Last Friday night, I had an incredible first date.
We shared a meal, we talked for hours, we played, we cuddled up to watch a movie, we talked some more (like, 8 hours more). We asked questions like Why? and Why not? and really listened to the answers, discovered our commonalities with excitement, animatedly offered differing opinions, treasured each new tidbit of information.
And then the shift ended and we went home.
Yeah, so it wasn't a date, exactly, but meeting this coworker for the first time was an enriching experience during which a theme cropped up that we apparently share: the pursuit of happiness.
You've heard me harp about happy before. It's important to me to choose happiness on a daily basis, and then spend my days seeking it in whatever mysterious corners it may lurk.
The last time I sat down to try to put it into words, I wrote about happiness par deux and while I still enjoy the certain delights that come by coupling, I find that lately, I not only embrace but crave the joy that comes to me alone.
Today as I was getting ready for work, I found a sweater I hadn't seen in a week, and do you know where it was hiding? On a hook behind the bathroom door. I hadn't closed my bathroom door in a week. I pee with the door wide open! I shower with it open! I let the steam billow out and then rub myself with a great big pink towel in front of windows that haven't any curtains. I sit on my balcony wearing only whatever lotion hasn't soaked in yet, and whatever drops of daiquiri I've sloshed and not licked up. I enjoy the cool breeze on my skin and I just feel luxurious.
I threw out all of my old underwear and bras, and even the socks, and especially the pyjamas. Now I only wear lingerie, and I have a whole bunch that I keep for my eyes only. I make myself feel special the moment I walk in the door.
I put a 63-song playlist on my mp3 player a few weeks ago, and chose myself a happy song. Now whenever The Blood Arm starts asking Do I have your attention? I answer my dancing my pants off, wherever I am, no exceptions. Being a chronic music-listener, I am almost always plugged in when I'm out of the house, so I've thus far danced on a bench along Wellington; at the grocery store in front of the hummus, where I was deciding between garlic, and roasted garlic; while waiting in line at Bridgehead for someone else's coffee; and just today, on the overpass above the 417 at Pinecrest, where I briefly worried about getting some sort of citation for public disturbance. It's the kind of song that causes me to flail my limbs about in abandonment, and after I get over my initial embarrassment, I forget about all the people and just give in to the moment and by the end of the song, my heart is beating with joy. Joy, joy, joy.
I stopped buying meat. Instead, I go down to the farmer's market where they don't look at you strangely for fondling the beautiful fruit and where I can fill my bag with veggies that I feel a connection to. Then I go home and bliss out - zen, for me, is not a tiny sandbox with an even tinier rake, or even motorcycle maintenance; zen, for me, is chopping vegetables. Bell peppers are best, of course, but anything will do. Cantaloupe lets you be creative and zucchini is so satisfying.

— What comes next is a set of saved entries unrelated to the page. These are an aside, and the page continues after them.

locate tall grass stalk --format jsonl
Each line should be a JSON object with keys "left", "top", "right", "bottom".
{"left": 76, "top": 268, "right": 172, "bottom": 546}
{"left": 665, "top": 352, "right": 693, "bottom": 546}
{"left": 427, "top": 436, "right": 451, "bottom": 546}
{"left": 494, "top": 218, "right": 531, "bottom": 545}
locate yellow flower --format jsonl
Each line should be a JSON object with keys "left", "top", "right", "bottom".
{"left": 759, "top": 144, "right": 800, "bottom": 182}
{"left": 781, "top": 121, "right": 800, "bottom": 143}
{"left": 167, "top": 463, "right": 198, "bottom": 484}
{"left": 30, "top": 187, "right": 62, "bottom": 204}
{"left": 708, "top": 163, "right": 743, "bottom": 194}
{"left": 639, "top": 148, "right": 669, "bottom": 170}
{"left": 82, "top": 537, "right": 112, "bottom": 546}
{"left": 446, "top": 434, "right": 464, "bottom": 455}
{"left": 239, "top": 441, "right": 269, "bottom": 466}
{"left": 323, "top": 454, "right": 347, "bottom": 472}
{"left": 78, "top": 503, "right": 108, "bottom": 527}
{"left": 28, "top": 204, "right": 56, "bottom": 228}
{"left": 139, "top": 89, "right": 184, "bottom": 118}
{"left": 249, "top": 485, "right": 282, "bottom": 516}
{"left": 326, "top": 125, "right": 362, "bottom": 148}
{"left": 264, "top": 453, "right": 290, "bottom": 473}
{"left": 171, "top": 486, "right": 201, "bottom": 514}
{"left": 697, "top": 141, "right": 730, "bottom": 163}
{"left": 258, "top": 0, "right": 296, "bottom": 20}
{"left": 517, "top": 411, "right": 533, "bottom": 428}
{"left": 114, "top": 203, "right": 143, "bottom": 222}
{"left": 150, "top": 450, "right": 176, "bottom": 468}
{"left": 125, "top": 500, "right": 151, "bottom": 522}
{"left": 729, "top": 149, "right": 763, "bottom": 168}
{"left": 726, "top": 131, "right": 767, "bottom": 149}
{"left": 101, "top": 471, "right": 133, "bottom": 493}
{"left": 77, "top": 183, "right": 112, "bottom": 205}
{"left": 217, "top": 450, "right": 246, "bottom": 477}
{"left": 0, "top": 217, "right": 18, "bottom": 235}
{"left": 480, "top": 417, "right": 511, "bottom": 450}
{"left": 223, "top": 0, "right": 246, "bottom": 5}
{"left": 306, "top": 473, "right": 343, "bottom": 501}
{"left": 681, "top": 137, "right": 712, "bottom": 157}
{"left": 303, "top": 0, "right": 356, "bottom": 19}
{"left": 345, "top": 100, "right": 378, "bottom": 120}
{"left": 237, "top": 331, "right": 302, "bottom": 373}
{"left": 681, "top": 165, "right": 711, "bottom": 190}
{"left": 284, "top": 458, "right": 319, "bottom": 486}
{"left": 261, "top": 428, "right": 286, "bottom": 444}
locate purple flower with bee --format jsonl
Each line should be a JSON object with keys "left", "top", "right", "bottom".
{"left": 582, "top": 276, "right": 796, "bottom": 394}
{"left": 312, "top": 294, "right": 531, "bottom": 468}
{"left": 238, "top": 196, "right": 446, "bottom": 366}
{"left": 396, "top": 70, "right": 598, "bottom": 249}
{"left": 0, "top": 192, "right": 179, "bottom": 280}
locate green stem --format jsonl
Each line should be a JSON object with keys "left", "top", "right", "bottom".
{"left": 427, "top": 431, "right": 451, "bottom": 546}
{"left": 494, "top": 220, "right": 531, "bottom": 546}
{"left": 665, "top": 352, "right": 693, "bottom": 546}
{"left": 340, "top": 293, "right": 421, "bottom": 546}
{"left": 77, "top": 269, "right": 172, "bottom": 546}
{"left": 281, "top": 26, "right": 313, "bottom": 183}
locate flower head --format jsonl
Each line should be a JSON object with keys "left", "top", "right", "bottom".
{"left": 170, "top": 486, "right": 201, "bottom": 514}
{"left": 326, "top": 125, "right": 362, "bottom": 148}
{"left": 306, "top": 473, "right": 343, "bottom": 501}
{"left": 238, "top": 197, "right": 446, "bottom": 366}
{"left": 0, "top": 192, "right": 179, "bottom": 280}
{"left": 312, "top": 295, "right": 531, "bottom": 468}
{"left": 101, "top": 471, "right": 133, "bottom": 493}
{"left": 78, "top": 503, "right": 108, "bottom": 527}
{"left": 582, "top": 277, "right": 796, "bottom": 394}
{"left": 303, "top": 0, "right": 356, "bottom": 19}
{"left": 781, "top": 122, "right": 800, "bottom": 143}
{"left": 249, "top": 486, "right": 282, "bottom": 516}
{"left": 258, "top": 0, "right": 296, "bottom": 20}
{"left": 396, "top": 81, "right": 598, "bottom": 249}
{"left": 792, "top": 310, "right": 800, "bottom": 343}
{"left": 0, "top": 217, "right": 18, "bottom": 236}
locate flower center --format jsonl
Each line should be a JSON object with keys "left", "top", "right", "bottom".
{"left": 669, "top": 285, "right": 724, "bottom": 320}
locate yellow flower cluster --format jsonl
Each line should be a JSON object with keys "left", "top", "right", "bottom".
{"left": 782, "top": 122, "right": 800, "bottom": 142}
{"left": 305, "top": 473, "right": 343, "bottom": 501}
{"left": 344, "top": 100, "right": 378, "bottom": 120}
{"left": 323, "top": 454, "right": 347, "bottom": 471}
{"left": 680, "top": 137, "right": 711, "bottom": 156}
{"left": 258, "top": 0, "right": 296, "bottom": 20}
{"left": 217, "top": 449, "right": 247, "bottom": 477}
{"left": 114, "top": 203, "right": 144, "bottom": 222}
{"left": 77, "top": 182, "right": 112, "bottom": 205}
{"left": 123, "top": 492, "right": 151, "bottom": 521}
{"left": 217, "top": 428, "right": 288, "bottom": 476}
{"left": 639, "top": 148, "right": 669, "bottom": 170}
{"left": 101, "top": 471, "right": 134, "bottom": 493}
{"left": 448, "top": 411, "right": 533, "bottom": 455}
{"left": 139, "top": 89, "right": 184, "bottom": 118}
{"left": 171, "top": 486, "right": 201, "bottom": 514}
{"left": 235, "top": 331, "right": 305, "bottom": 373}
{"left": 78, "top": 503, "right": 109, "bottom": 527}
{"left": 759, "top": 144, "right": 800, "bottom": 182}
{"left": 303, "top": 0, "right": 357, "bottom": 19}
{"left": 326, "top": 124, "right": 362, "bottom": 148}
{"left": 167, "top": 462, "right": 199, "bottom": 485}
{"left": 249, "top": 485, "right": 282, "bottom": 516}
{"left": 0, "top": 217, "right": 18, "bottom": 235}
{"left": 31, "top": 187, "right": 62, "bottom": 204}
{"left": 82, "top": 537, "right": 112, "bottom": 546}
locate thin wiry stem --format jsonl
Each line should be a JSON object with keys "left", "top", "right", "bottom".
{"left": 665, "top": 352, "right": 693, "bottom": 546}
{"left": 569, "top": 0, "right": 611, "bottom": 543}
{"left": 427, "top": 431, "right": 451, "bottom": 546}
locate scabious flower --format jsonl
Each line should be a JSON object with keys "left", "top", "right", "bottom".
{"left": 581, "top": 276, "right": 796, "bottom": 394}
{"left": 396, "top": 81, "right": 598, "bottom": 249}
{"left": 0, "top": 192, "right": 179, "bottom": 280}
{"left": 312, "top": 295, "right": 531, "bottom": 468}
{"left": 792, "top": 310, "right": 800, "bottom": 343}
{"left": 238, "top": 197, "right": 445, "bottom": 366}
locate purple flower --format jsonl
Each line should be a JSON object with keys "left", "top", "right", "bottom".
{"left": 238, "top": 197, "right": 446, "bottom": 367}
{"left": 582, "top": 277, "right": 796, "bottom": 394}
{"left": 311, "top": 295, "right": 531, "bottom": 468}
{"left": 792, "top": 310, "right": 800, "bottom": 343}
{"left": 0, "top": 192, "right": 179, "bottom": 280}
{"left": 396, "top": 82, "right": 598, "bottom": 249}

When I come home from a run or a workout, I strip. And I don't mean I remove my clothing, because I don't do just that. I turn on the music and literally strip, removing one piece at a time and flinging it because I can and if it's still there the next day then so be it. I am the king of my castle.
And every day I find happiness in these small things, the really absurdly overpriced napkins that make me smile, and the oddly shaped vase I bought because it looks a little like budha, and the perfect shade of purple on my toes, and the yellow shoes that I adore because they match nothing and yet everything, and even the annoying ringtone of my phone because I know it's ringing just for me.
This is what happiness is, to me. It's not a big movie moment, with swelling music and memorable lines and perfect kisses. It's really savouring everyday moments, and feeling connected to the world, and being really present, and getting really excited, and knowing that you made that moment count. Really count.